It depends on which capacity you are speaking of and what the altitude of your target event is. If you are training for shorter high intensity events like 5-10,000m running race held at sea level then the majority of your training needs to be done a low elevations so you can train with sufficient intensity to stimulate the correct adaptations for such speeds. A stint of training at high elevation can help with sea level performance. The system of train low/sleep high has been used very successfully in many endurance sports for decades. In that system the sleep/live elevation is normally never more than about 8500ft or 2600m. Above that and sleep is not as restful and so recovery is more impacted negatively.
For mountaineering it is a bit different. I think you are conflating training adaptations (fitness gains) with altitude adaptations (acclimatization gains). Both will improve performance at altitude but they demand different stimuli that are to some extent counter productive to each other.

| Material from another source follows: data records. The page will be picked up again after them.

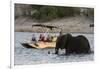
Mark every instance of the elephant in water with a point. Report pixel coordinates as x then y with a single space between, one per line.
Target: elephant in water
78 44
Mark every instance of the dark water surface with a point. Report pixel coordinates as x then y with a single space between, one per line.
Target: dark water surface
24 56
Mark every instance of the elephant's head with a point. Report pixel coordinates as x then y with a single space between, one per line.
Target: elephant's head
62 41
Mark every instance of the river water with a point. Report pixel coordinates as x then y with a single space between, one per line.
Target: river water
25 56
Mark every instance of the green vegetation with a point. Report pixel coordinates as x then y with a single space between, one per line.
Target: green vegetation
47 13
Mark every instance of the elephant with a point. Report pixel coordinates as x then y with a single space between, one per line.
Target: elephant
72 44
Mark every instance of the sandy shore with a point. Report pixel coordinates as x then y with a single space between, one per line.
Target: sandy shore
68 24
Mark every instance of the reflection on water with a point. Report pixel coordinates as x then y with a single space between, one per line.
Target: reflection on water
24 56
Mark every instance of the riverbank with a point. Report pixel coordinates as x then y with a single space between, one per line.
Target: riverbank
77 24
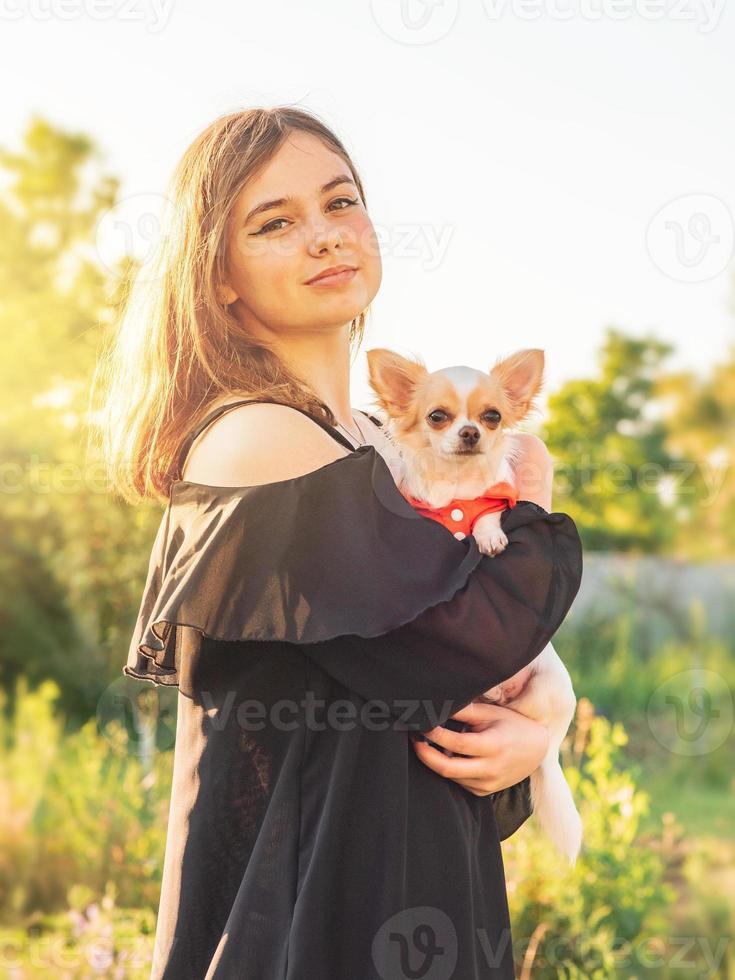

Fitness can be increased easier (better and faster) by training at low elevation. That’s because you can train at a higher intensity when more oxygen is available. You will also recover faster at low elevation so you can maintain a higher training load which in turn gives a bigger training stimulus.
Acclimatization on the other hand is best accomplished with prolonged exposure to high elevations.
While there will be some acclimatization effect from short exposure to high altitude during training, these will be insignificant unless frequent and prolonged. For example living at 6000ft and going to do a 3 hour hike at 10,000 feet 1x/week is not going to do much for your acclimatization and is definitely going to be less effective training that doing the same hike at 6000ft (same terrain profile).
Bear in mind that at high elevations like you are planning on acclimatization will play a huge role in your performance on those climbs. This is why supplemental oxygen is so popular on some 8000m peaks. It will allow a much less fit person to still be successful. There is no substitute (except for more supplemental oxygen) for proper acclimatization.